In all these cases, there was a single victim, but here, defendant murdered two people. “[W]e have never found a death sentence disproportionate in a double-murder case.” State v. Sidden, 347 N.C. 218, 235, 491 S.E.2d 225, 234 (1997) (citing State v. Conner, 345 N.C. 319, 338, 480 S.E.2d 626, 635, cert. denied, 522 U.S. 876 (1997)), cert. *714 denied, 523 U.S. 1097 (1998). We decline to do so here. In terms of the aggravating circumstances found, this case is very similar to State v. Williams, 305 N.C. 656, 292 S.E.2d 243, cert. denied, 459 U.S. 1056 (1982), in which this Court found the defendant’s sentence to be proportionate when the only aggravating circumstance found was the (e)(11) aggravator. Id. at 684, 690, 292 S.E.2d at 260, 263.

In this case, the facts are more similar to those cases in which a defendant has needlessly taken the lives of two human beings, as opposed to one. We found the death penalty not disproportionate in State v. Raines, 362 N.C. at 26, 653 S.E.2d at 142, in which the defendant killed a husband and wife, id. at 7, 653 S.E.2d at 130. Likewise, in Duke, 360 N.C. at 144, 623 S.E.2d at 33, we noted how the defendant’s murder of two men was significant in a finding of proportionality. See also Sidden, 347 N.C. at 235, 491 S.E.2d at 234; Conner, 345 N.C. at 338, 480 S.E.2d at 635.

The evidence here indicated that defendant lured his victims to his residence by telling Gillard that he had another motorcycle for him. Defendant instructed Gillard to come alone. Defendant had been angry with Gillard for failing to pay him in full for his last motorcycle deal and had made threats against Gillard while in jail. Defendant’s killing of Gillard appeared to be motivated by revenge for Gillard’s failure to pay, which prevented defendant from being able to make bail during his incarceration. Moreover, defendant was convicted of both murders on the basis of premeditation and deliberation. “The finding of premeditation and deliberation indicates a more coldblooded and calculated crime.” State v. Watts, 357 N.C. 366, 380, 584 S.E.2d 740, 750 (2003) (citations and internal quotation’marks omitted), cert. denied, 541 U.S. 944 (2004). We can conclude that defendant’s sentences are proportionate.

CONCLUSION

Defendant has made-other assignments of error, but has not provided any argument or supporting authority for these assignments in his brief. Consequently, we consider those assignments of error abandoned, and they are dismissed. See N.C. R. App. P. 28(b)(6); Raines, 362 N.C. at 26, 653 S.E.2d at 142 (citation omitted).

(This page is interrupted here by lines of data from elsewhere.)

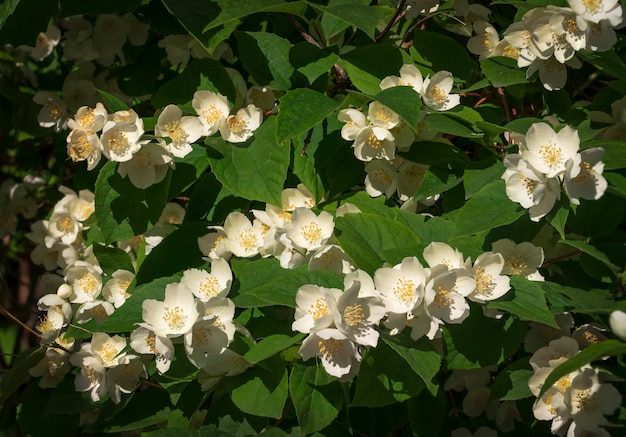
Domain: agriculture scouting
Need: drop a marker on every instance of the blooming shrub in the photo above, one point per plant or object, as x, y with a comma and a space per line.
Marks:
313, 218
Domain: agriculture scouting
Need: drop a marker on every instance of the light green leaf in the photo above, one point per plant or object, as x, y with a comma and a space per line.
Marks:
264, 282
270, 346
487, 209
238, 168
301, 110
316, 395
123, 210
365, 236
112, 259
263, 392
502, 71
480, 341
363, 17
265, 56
384, 379
404, 101
528, 302
606, 348
235, 9
421, 356
365, 69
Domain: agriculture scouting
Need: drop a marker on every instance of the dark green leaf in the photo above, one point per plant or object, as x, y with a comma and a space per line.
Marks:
606, 348
265, 56
238, 169
301, 110
264, 282
316, 395
529, 302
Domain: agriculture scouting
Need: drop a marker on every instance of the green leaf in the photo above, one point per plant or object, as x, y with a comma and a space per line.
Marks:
365, 69
467, 347
384, 379
18, 374
234, 9
511, 383
487, 209
201, 74
444, 53
238, 168
312, 62
437, 155
265, 56
404, 101
316, 396
301, 110
112, 259
365, 236
363, 17
263, 392
592, 251
270, 346
123, 210
126, 317
421, 356
606, 348
529, 302
502, 71
111, 102
178, 251
264, 282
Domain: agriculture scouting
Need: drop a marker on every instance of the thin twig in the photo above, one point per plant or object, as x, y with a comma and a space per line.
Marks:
18, 321
306, 35
396, 17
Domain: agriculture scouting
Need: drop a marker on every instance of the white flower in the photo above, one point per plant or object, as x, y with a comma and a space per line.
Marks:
309, 231
205, 285
490, 283
239, 127
402, 286
84, 146
314, 308
244, 239
211, 108
436, 92
548, 151
181, 130
598, 10
54, 111
409, 76
338, 354
114, 291
148, 165
523, 259
145, 341
121, 140
175, 315
583, 175
355, 315
617, 320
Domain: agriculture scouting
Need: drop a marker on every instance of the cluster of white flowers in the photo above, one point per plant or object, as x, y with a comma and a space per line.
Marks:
197, 310
547, 159
477, 399
578, 402
294, 234
16, 198
381, 132
339, 323
548, 38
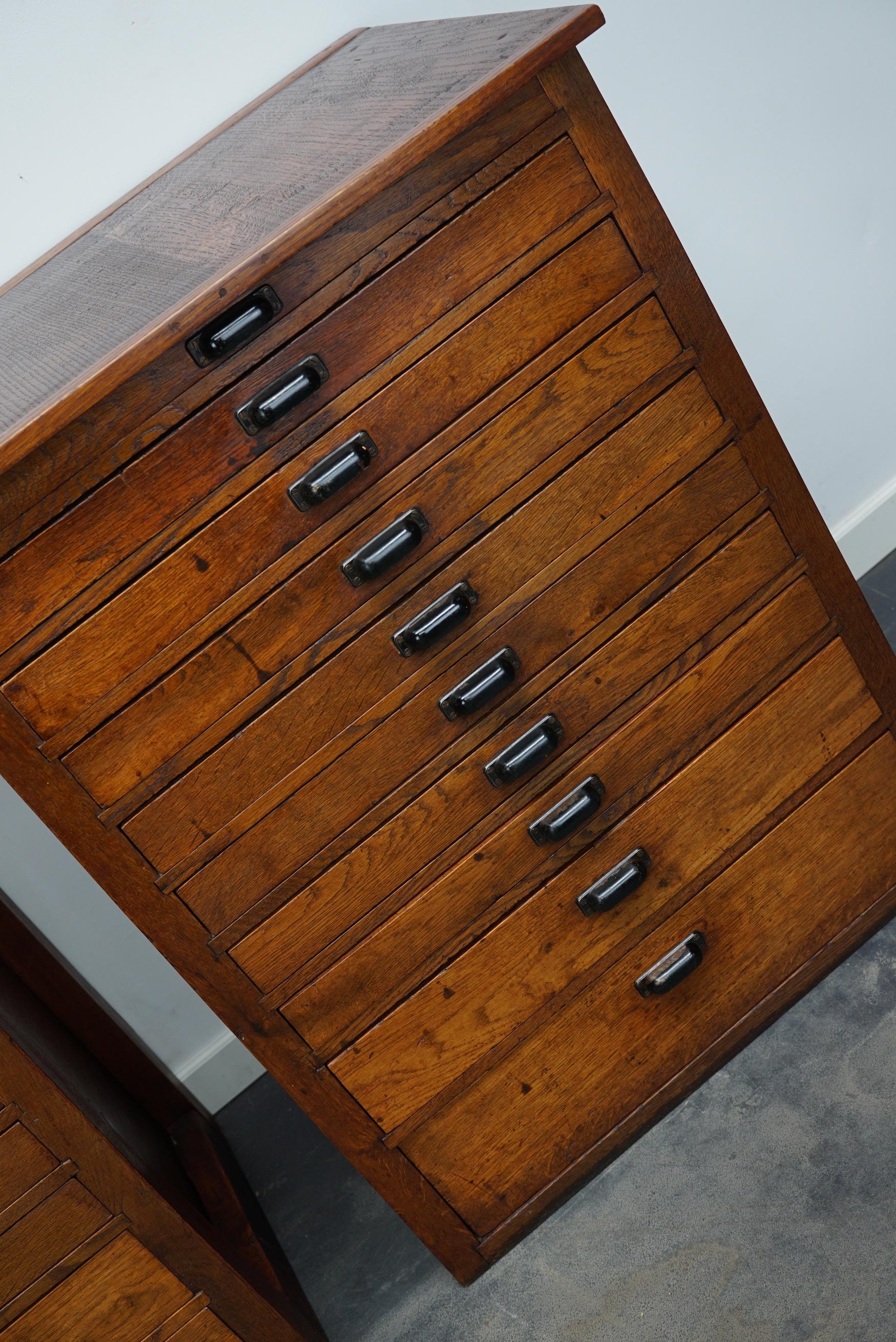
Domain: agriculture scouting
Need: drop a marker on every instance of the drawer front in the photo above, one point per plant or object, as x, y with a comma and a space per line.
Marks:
206, 1328
352, 340
78, 457
399, 420
605, 1054
49, 1234
460, 799
120, 1295
280, 740
23, 1163
507, 866
541, 948
275, 846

We conclude defendant received a fair trial and sentencing proceeding, and we find no error in his convictions or sentences. Moreover, we conclude that defendant’s sentences of death are not disproportionate and should remain undisturbed.

*715NO ERROR.

Justice TIMMONS-GOODSON took no part in the consideration or decision of this case.